I have been reading a piece by Rachel Richardson called "Eating disorder inspires laughs" in the Disordered Times and thinking more about the mission of my blog (if I can even call it a mission).
I intentionally chose a light-hearted title for this blog, AVIDALEGRIA, which roughly means "eager happiness." When I began, I was hoping to write about the things that make me happy at a time when my job was not going well, my father was very ill, and my husband and I were facing some difficulty decisions regarding graduate school. Facing all of these stresses, I knew that I had to have something else to look forward to -- and so I cultivated my hobbies, devoted myself to my cooking and knitting and biking and friendship, and wrote about these things, to keep them with me and remind myself of all that was good and sunny and harmonious in my life.
You probably have these things, too, these pequenas alegrias (little joys) that soothe you when you are just about run ragged by everything else in the wide world. Your comforts may not be the culinary or fiber arts; you may be scornful of these things, or merely indifferent. And yet I venture a guess that you also know where to look when the bastards get you down; you also cultivate small worlds of delight and refuge. I wonder where they are, in what corners you hide when there are too many storms about.

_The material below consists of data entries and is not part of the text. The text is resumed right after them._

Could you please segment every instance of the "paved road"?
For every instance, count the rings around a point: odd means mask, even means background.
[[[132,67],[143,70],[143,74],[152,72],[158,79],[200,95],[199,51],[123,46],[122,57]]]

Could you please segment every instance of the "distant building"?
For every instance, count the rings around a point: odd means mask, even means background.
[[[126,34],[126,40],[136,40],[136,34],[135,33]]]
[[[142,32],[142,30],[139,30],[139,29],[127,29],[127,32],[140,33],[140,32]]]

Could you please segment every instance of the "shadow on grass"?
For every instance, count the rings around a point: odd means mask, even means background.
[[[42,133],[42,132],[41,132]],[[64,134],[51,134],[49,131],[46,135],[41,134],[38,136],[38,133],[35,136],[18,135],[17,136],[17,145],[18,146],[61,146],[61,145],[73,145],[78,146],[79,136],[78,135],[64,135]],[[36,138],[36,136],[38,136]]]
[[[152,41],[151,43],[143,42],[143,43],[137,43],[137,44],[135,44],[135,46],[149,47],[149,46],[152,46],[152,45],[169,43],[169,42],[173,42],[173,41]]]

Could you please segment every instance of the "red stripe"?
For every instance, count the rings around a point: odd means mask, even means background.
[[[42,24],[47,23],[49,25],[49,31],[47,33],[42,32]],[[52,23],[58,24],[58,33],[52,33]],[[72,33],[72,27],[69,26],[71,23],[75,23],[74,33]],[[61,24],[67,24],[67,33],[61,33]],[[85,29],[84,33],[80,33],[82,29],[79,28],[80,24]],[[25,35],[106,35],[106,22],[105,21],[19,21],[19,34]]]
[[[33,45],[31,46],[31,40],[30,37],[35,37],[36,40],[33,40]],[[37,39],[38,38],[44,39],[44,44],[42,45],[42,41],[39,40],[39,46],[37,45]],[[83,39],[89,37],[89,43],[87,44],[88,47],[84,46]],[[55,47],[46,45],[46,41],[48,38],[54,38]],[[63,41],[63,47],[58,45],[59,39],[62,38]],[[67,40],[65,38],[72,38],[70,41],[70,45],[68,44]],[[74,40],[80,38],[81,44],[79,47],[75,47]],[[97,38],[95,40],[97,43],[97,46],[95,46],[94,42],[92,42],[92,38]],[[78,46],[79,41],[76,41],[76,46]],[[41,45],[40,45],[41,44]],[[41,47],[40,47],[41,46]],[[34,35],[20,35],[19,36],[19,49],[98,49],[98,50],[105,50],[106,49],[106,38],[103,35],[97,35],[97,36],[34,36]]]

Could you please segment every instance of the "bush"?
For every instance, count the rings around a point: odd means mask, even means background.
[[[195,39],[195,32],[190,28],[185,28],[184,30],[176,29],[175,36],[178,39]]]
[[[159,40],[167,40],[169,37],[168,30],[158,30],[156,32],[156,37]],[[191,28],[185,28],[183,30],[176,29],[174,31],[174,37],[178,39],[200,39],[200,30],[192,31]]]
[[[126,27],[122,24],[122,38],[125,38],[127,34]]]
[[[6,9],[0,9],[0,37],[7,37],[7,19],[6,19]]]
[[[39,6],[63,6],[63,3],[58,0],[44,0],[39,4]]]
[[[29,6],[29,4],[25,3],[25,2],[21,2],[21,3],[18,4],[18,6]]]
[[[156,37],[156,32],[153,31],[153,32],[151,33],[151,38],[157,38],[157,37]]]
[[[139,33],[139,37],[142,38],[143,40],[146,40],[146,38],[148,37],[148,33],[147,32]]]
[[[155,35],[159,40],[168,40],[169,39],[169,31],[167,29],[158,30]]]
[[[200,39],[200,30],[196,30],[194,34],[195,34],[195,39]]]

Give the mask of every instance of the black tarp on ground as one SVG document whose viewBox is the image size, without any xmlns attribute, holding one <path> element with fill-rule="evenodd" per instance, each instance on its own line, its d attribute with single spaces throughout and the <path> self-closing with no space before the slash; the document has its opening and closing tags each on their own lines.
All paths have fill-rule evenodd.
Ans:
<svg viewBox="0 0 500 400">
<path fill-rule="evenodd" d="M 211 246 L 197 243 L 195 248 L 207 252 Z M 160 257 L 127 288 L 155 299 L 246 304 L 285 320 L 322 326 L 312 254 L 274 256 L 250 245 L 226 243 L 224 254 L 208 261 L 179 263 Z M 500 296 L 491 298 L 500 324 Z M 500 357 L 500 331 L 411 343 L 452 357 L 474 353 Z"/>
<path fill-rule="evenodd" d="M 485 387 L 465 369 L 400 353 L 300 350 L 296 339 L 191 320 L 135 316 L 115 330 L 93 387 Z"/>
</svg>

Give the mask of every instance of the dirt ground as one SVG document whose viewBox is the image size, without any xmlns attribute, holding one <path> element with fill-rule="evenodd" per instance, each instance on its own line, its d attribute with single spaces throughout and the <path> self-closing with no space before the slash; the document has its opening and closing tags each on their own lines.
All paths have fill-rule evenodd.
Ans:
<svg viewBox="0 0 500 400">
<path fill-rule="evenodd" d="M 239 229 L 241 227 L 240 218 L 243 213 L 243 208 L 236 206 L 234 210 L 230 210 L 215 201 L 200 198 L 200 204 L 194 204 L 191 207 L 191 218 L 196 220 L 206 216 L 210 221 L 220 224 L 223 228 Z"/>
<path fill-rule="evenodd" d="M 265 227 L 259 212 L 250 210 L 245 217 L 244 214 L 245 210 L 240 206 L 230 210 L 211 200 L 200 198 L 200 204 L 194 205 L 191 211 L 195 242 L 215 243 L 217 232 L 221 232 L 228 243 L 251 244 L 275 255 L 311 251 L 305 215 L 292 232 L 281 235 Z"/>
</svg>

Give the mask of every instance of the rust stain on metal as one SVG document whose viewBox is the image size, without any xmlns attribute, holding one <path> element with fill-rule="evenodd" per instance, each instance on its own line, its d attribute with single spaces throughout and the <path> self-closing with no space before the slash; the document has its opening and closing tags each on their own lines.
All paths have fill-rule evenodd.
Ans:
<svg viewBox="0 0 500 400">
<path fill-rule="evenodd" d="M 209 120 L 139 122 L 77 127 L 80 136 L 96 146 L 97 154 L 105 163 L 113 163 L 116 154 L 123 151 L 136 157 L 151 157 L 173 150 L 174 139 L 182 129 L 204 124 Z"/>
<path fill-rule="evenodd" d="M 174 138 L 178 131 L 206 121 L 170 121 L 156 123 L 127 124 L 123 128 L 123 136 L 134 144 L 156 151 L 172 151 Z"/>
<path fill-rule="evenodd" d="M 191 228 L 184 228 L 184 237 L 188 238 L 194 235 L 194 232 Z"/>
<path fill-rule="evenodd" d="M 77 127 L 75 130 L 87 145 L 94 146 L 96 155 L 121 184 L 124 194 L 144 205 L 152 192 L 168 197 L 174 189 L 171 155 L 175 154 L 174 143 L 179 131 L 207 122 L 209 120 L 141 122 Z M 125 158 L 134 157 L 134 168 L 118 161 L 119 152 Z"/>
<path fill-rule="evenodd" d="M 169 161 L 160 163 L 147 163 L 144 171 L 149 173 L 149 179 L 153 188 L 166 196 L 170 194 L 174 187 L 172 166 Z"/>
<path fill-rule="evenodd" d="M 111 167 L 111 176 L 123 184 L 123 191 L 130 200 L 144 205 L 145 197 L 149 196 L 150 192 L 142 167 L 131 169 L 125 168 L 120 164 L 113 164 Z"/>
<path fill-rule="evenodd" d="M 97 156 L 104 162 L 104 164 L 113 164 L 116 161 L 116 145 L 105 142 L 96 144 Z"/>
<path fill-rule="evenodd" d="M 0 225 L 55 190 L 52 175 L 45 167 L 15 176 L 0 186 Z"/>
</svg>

From now on, you'll find me here, writing and snapping photos and composing blog entries, putting together bits of text and images in order to provide a counterweight to the darker moments of life. Because we need counterweights; we need joys to stand firm against our suffering, our fatigue, our despair. This is not to ignore the darker side of things, but to recognize that in order to give them a place in our lives -- to not run away or dull ourselves to those pains -- we also need what is light and precious and immutable, joyful and urgent and sublime. We need alegrias and rose water and beech trees, sea gulls and skyscrapers and tugboats, roosters and carafes and mountains.
Amen.
3 comments:
Wow- that last paragraph is beautiful.
Thanks for these thoughts as I try not to claw my way out of my skull with anxiety.
Can't wait. :)
Agreed. Look forward to upcoming posts!